HubSpot Redesign & Scalable Supplies Catalog

Enterprise CMS Redesign & Dynamic Catalog Architecture

  • HubSpot
  • Vue
  • HubDB
  • Theme Development
  • Data Architecture
  • Implementation

A comprehensive website redesign and CMS restructuring for a B2B printing supplies company built on HubSpot. The project focused on re-architecting site structure, improving usability, and engineering a fully dynamic, database-driven product catalog—enabling a scalable supplies library with thousands of SKUs while supporting a quote-based purchasing workflow.

Illustration of a relational database structure showing a main category linked to subcategories, which connect to individual products, visually representing parent-child relationships and data organization.

Role & Scope

  • Front-End CMS Developer / Implementor / Support

  • I served as the primary front-end developer, collaborating closely with a project manager, content strategist, and designer. My work spanned theme architecture, complex module development, data modeling, and post-launch support.


The Challenge

The client’s site needed to support a large and growing supplies offering, but lacked a clear structure for presenting product information at scale. Without a centralized system for managing product data, updating or expanding the catalog would have required significant manual effort and made future growth difficult to sustain.

From a user perspective, the site did not provide a clear or consistent path for exploring available supplies or initiating a quote request, creating uncertainty in how visitors were expected to engage with the product offering. At the same time, the absence of a standardized theme made it challenging to maintain consistency or plan for expansion to related brands.

The Solution

I built a custom HubSpot theme consisting of eight templates and a flexible system of data-driven modules designed to support both marketing content and complex product workflows. The centerpiece of the solution was a multi-level supplies catalog powered by HubDB and built using Vue and HubL.
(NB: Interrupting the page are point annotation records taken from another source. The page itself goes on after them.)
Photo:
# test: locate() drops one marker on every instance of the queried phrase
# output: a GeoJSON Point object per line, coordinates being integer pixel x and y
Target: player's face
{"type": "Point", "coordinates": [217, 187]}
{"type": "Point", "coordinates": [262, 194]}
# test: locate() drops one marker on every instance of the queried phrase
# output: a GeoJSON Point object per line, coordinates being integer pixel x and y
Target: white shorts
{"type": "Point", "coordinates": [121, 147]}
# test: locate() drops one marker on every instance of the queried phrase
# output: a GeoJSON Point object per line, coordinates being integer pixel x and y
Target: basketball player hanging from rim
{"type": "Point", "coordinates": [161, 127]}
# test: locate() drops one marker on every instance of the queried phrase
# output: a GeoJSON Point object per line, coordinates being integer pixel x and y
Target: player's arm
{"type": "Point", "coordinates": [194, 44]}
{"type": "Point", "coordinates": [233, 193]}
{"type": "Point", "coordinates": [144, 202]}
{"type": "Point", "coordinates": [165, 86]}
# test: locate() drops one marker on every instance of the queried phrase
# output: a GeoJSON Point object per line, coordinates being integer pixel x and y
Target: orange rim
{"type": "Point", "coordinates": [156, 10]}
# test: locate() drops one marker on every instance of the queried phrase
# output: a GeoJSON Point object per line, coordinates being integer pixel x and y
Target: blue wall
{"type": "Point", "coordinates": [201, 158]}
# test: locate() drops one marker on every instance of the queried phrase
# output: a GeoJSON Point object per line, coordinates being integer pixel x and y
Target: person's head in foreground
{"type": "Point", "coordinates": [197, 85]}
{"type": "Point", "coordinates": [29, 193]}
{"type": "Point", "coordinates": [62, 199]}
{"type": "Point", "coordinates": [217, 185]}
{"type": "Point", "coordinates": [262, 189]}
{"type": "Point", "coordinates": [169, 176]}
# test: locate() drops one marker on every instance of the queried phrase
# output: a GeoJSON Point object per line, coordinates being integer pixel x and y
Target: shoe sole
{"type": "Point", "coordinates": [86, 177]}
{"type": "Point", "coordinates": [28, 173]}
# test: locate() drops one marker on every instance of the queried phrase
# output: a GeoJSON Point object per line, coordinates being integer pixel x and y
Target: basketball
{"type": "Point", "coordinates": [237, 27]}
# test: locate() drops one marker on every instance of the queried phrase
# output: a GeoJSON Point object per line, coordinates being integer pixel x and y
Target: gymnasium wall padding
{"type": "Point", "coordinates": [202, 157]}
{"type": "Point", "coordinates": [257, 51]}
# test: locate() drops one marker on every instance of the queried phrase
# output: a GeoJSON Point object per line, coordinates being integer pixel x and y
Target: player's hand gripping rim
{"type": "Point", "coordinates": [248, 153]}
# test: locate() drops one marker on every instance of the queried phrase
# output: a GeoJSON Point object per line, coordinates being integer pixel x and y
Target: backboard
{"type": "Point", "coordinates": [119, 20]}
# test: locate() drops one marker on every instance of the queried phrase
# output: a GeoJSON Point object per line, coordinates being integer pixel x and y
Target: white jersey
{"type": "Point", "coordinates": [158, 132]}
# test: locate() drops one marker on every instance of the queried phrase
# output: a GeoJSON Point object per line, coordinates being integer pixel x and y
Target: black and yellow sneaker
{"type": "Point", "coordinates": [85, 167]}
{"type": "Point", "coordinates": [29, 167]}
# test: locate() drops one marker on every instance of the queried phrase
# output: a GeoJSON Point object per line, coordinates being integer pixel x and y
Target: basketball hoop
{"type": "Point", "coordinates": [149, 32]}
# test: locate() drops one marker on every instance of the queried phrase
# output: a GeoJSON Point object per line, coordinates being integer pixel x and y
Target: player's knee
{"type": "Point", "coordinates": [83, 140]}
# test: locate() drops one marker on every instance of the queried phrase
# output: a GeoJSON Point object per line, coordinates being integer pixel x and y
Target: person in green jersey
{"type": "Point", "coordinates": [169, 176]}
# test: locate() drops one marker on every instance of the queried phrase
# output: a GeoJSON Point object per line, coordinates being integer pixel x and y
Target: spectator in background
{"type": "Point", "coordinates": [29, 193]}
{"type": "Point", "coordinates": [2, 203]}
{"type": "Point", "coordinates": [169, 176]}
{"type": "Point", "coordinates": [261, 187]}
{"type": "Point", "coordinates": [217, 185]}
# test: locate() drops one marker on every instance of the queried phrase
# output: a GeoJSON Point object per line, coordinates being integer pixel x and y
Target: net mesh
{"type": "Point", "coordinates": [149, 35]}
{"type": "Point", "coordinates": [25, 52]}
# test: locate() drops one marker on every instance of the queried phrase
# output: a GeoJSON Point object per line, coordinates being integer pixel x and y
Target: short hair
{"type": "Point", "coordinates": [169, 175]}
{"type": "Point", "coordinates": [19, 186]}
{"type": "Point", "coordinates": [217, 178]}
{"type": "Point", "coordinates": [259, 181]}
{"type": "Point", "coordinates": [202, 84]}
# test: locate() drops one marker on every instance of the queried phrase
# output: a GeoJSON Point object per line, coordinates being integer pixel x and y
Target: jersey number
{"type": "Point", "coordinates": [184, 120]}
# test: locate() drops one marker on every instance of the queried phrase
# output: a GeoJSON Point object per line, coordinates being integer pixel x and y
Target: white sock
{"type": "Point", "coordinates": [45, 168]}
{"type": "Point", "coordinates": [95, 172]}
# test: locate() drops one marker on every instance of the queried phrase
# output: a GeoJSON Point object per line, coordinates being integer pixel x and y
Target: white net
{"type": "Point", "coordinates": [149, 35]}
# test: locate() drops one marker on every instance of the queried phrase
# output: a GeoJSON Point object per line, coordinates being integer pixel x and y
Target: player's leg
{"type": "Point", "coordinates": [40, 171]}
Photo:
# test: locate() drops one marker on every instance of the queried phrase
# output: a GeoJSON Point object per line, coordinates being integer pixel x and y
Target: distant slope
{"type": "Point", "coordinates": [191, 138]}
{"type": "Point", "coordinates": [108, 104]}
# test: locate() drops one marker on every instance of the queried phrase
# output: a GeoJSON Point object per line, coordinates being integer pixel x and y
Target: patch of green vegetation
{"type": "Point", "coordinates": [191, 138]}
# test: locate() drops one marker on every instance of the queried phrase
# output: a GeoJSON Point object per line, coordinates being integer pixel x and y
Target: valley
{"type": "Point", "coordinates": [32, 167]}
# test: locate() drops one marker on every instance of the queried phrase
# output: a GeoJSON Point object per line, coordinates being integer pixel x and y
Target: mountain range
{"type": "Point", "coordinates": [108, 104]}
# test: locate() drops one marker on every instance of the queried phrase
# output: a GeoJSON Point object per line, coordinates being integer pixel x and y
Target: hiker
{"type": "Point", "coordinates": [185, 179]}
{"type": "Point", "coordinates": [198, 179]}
The catalog architecture allowed users to navigate from high-level categories down to searchable, filterable listings, with individual product lines displaying detailed specifications, downloadable solution sheets, and the ability to add items to a cart for quote requests. This structure made it possible to manage a large inventory while keeping the front-end experience fast and intuitive.

To support the broader site experience, I developed additional advanced modules, including a custom mega menu for navigating deep content hierarchies, HubDB-powered collapsible product and resource listings, searchable and filterable blog and case study libraries, and several interactive components such as a horizontally scrolling timeline, process step slider, collapsible tabbed Google Maps by state, hover-based content cards, and multi-CTA grids.

Implementation & Data Import

Beyond development, I played a significant role in implementation and data preparation. This included cleaning, structuring, and importing over 1,000 supplies products into HubDB, setting up related category and subcategory tables, and importing 185 product solution sheets with proper relationships. I also handled the migration of blog content from the previous CMS and implemented roughly half of the site’s approximately 100 pages, reviewing the remaining pages for consistency, quality, and adherence to design standards.

The Outcome

The finished site delivered a scalable, maintainable HubSpot solution that unified marketing content, product discovery, and quote-based purchasing into a single CMS. The client gained a significantly improved user experience, faster content updates through HubDB-driven architecture, and a catalog system capable of growing alongside their product offerings.

After launch, I supported the client with questions around the new setup and resolved post-launch bugs. The success of the project led the client to sign an additional engagement to create a child theme for a sister company, extending the original system to a new brand with minimal additional overhead.